ID: 1247594 • Letter: S

Question

Suppose a competitive market consists of identical firms with a constant lon-run marginal cost of $10. (There are no fixed costs in the longrun) The demand curve is given by q=200-p

a) What are the price and quantity consumed in the longrun competitive equilibrium?

b) Suppose tha two new firms enter the market. Each new firm has a constant marginal cost of $7 and no fixed costs but can only produce 10 units (or fewer). What are the price, the quantity consumed, and the profits of old and new firms in the longrun competitive equilibrium?

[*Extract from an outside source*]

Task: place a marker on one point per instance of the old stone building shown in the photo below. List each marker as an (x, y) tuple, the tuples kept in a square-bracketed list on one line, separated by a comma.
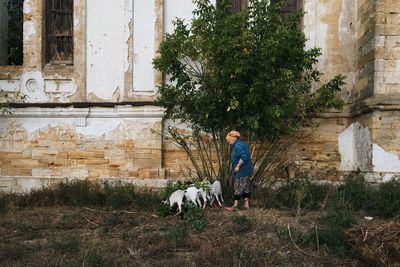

c) Are positive economic profits inconsistent with the longrun competitive equilibrium explain?

Explanation / Answer

A) MC=P --> Q=200-P MC=10=P --> Q=200-10=190 B) In the long run, the old companies will restructure to become more competitive. They will copy whatever the new companies will do. Hence the MC for both old and new companies will be equal. MC=7=P Q=200-7=193 Profits for both new and old companies will be zero. C) According to economic theory, long run profits equal 0, because as long as profits exist, new companies are going to enter the market, introduce competition and drive down the prices until MC=P. If companies are experiencing losses, they will leave the market in the long run. This decreases supply and increases price until MC=P --> There are no positive profits in long run competitive equilibrium.